Deux minutes avant minuit, un dernier raid aérien a visé le sud de la ville de Khan Cheikhoun, selon le système d'alerte Sentry, mis en place à Idleb pour alerter la population civile de l'imminence d'un bombardement.
"Les combats (au sol) et les bombardements se sont interrompus sur l'ensemble des fronts" aux premières heures de la journée, a indiqué M. Abdel Rahmane.
"Depuis minuit, aucun raid aérien ou tir d'artillerie n'a été recensé sur la localité de Morek", dans le nord de la province de Hama, près d'Idleb, a indiqué à l'AFP le responsable local de la défense civile, connue sous le nom des Casques blancs.
Plus tard, l'OSDH a fait part de dizaines de tirs d'artillerie menés par le régime sur le nord de la province de Hama tandis que des roquettes ont été lancées par les rebelles sur la province de Lattaquié.
L'agence officielle syrienne Sana a fait état d'un mort et trois blessés en raison de cinq roquettes lancées sur une localité proche de la ville de Qardaha, chef-lieu de la famille du président syrien Bachar al-Assad.
Selon Damas, la trêve en cours est tributaire de la mise en application d'un accord de désescalade conclu en septembre 2018 entre la Russie et la Turquie pour créer une "zone démilitarisée" large de 15 à 20 km et qui devait séparer les territoires tenus par les jihadistes et les rebelles des zones attenantes contrôlées par le gouvernement.
Cet accord avait permis d'instaurer un calme relatif jusqu'au début de l'escalade fin avril mais n'avait pas été entièrement respecté, les jihadistes ayant refusé de se retirer de la zone.
Pour l'analyste Samuel Ramani, Bachar al-Assad "ne tolérera pas qu'Idleb soit en dehors de sa sphère d'influence".
"Je ne vois pas le cessez-le-feu durer" longtemps, affirme ce spécialiste du conflit syrien chercheur à l'Université d'Oxford.
"Il s'agit d'une ruse probablement à l'instigation de la Russie pour renforcer la crédibilité (...) des pourparlers d'Astana", a poursuivi M. Ramani, en allusion aux négociations en cours dans la capitale du Kazakhstan.
Jeudi, le chef de la direction politique au sein de l'armée syrienne, Hassan Hassan, n'a pas exclu un nouveau recours à l'option militaire, en cas d'échec des efforts diplomatiques menés par la Russie et l'Iran avec la Turquie, a rapporté le quotidien prorégime Al-Watan.
En cas "d'impasse, l'armée syrienne (...) ne s'arrêtera pas (...) pour reprendre chaque centimètre du territoire syrien", a-t-il averti.
Jeudi, l'envoyé spécial de la Russie sur la Syrie, Alexandre Lavrentiev, avait lui émis des doutes sur le respect de la trêve par les jihadistes.

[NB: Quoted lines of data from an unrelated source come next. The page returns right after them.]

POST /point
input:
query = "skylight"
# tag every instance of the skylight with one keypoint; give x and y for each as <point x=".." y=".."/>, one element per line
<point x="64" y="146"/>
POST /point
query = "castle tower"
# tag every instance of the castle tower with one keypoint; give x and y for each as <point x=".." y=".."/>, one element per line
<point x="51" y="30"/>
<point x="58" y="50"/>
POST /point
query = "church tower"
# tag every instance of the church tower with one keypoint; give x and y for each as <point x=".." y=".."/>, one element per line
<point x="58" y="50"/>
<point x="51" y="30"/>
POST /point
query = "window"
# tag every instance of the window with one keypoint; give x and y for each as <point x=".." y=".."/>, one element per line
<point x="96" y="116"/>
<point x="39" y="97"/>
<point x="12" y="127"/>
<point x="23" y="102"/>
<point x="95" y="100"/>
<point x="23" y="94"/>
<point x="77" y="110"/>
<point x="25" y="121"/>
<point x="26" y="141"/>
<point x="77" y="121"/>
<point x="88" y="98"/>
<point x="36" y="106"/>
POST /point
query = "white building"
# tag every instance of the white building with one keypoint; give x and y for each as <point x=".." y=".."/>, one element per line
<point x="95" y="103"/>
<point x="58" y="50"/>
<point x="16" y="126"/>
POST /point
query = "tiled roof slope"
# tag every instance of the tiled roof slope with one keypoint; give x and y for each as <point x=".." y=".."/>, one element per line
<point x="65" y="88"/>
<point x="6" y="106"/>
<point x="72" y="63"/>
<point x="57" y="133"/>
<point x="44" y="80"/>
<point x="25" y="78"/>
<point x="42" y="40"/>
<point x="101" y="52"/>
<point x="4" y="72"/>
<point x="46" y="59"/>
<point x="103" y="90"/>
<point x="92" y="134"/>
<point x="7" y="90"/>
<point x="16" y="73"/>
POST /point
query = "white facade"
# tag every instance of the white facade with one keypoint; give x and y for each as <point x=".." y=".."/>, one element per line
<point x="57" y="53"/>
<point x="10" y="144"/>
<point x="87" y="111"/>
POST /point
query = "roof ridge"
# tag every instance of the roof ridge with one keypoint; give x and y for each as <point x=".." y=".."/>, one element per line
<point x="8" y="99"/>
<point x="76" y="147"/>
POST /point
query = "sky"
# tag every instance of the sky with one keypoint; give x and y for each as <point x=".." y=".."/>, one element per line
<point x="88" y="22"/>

Pour l'analyste Nawar Oliver du centre Omran basé en Turquie, les groupes anti-Assad sont désormais au pied du mur.
"S'ils n'acceptent pas (le cessez-le-feu), la Russie continuera de bombarder des zones civiles et de commettre des massacres", a-t-il ajouté. Et même s'ils acceptent, "ils sont incapables de faire confiance à la Russie".
Déclenchée en 2011 par la répression de manifestations prodémocratie, la guerre en Syrie a fait plus de 370.000 morts et déplacé plusieurs millions de personnes.